- Bender in Stockholm in 1987
- Born: January 2, 1919 Buenos Aires, Argentina
- Died: April 18, 1996 (aged 77) Newtown Square, Pennsylvania, U.S.

Academic work
- Discipline: Indologist
- Institutions: University of Pennsylvania

= Ernest Bender =

American Indologist (1919–1996)

Ernest Bender (January 2, 1919 - April 18, 1996) was a Professor of Indo-Aryan languages and literature at the University of Pennsylvania.

Bender was born in Buenos Aires, Argentina, on January 2, 1919, before moving to Philadelphia, Pennsylvania, when he was aged four. He was admitted into the selective Greek and Latin program of Boys High School (Central High School), and graduated in 1937. Bender undertook his undergraduate studies at Temple University where he continued his studies in classics, firmly entrenching his lifelong interest in philology and cultural history. Upoon earning his B.A. in 1941, Bender became a graduate student in the Oriental Studies Department of the University of Pennsylvania. There he became acquainted with the three teachers who influenced him the most: W. Norman Brown in Indology, and Zellig Harris and Henry Hoenigswald in linguistics. Through Brown, Bender pursued a career in Indology, specializing in medieval Jainism and its associated literature and art.

Shortly after the United States declared war on Japan in the wake of the attack on Pearl Harbor in December 1941, Bender was drafted into the United States Air Force, but was discharged from active duty for medical reasons. Due to his talent and background in classical languages, Bender was given a grant from the American Council of Learned Societies to study Hindi and Urdu at the Asia Society in New York City. He then returned to Philadelphia, serving from 1943 to 1944 as an instructor of Hindi and Urdu in the Army Specialized Training Program. From 1944 until 1946, Bender coordinated the Army Specialized Training Program in Japanese. At the same time, Bender was awarded two consecutive Harrison fellowships at Pennsylvania for the study of Sanskrit. While studying Indology, Bender continued working with Harris on linguistics, coauthoring two articles on the Cherokee language. An unpublished manuscript of Cherokee texts, complete with translations and grammatical analysis is stored in the Boas Collection in the Library of the American Philosophical Society.

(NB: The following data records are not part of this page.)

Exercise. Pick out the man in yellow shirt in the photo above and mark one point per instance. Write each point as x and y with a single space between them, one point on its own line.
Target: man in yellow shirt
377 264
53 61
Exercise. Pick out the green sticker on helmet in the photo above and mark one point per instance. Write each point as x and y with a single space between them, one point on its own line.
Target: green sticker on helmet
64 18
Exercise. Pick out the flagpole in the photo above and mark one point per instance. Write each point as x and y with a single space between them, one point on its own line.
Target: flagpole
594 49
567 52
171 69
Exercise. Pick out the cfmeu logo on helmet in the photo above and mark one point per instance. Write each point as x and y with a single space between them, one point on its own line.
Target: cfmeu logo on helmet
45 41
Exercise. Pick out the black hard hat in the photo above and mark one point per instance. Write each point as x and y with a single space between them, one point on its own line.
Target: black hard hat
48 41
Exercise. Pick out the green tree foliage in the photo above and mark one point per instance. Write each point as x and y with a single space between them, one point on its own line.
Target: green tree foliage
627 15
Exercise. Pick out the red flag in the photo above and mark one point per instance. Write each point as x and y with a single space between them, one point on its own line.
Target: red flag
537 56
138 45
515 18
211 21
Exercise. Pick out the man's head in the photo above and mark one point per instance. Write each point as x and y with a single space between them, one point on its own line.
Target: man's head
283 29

Bender was awarded a Rockefeller fellowship from 1947 to 1948, visiting India, Pakistan, and Sri Lanka. He was voracious photographer, copying many medieval manuscripts. His prolific archive of Jain materials was derived from this period. The Rockefeller grant also gave him the opportunity to work on the grammar of the Sinhalese language.

Upon his return to the United States, he was appointed to the newly created South Asia Regional Studies Department at the University of Pennsylvania. He became an assistant professor in 1950, in a joint appointment with the Oriental Studies Department. From 1955 to 1956, he returned to India and Sri Lanka on a Guggenheim fellowship to research the Old Gujarati. It was during this trip that he developed his grammars for Hindi and Urdu. He was elevated to associate professor with tenure in 1958, and became a professor in 1967.

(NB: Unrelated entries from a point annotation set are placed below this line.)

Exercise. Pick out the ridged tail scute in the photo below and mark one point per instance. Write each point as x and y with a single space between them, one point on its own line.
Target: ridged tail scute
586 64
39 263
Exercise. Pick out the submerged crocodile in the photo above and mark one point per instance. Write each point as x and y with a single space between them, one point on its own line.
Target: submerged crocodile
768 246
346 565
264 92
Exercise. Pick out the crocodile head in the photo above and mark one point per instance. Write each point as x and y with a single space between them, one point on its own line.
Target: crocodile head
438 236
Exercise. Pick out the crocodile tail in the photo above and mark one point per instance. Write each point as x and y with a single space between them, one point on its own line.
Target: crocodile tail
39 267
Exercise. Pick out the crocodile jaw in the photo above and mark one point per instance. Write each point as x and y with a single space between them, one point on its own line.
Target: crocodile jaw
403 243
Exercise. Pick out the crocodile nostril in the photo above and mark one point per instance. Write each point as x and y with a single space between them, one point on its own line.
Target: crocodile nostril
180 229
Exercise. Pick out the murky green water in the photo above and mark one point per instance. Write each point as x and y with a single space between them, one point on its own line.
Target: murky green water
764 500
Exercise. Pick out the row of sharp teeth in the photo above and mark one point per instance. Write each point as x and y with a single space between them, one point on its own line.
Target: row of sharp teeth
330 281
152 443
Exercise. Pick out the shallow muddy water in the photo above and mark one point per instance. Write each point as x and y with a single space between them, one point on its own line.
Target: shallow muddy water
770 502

In 1958, Bender began a three decade editorial relationship with the American Oriental Society; he began as associate editor and became the chief editor in 1964, a post he held until 1988. He served as the president of the AOS from 1993 to 1994. He served as the vice-president of the International Association of Sanskrit Studies, and convened the 6th World Sanskrit Conference in Philadelphia in 1984. He was a member of many scholarly societies beyond those in America, including the Royal Asiatic Society of Great Britain and Ireland; the L.D. Institute of Indology in Ahmedabad; the Asiatic Society of Bengal; the Bhandarkar Oriental Research Institute, Pune; and the Oriental Institute in Baroda.

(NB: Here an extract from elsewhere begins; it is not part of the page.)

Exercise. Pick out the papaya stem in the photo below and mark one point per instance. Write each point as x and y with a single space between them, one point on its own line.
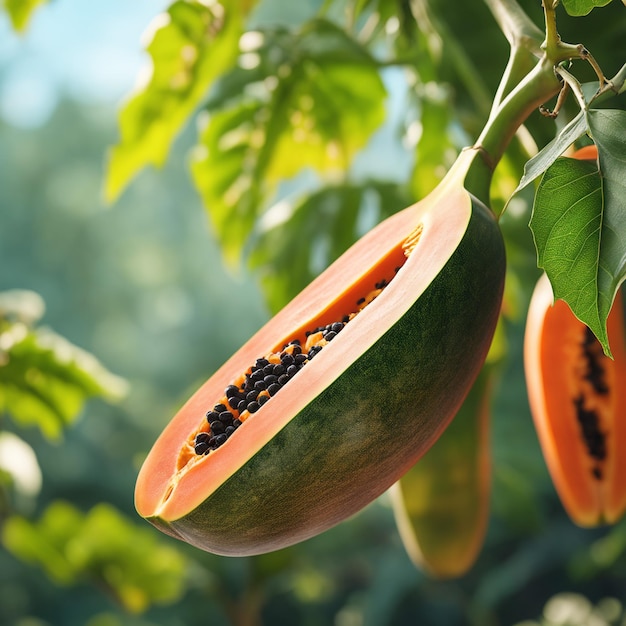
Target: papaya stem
539 85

Bender had a pivotal role in developing teaching methods for Indian subcontinental languages in the American graduate studies framework. During the World War II era and its immediate aftermath, when the discipline of linguistics began to gain acceptance, Bender participated in formulating teaching techniques for South Asian languages in the military system, US State Department staff, as well as graduate students. He authored ten monographs on linguistic or literary topics concerning Indian languages, and several articles, including art historical topics. He published grammars of Hindi, Urdu and Bengali language and completed, but did not publish grammars for Gujarati and Sinhalese. In 1992, he published a critical edition and translation of the Salibhadra-Dhanna-Carita, a medieval Jain didactic story composed in Old Gujarati. After retiring in 1989, he spent significant time compiling an etymological glossary of Old Gujarati. He died at his home, Newtown Square, Pennsylvania, on April 18, 1996, of a heart attack, aged 77 years old.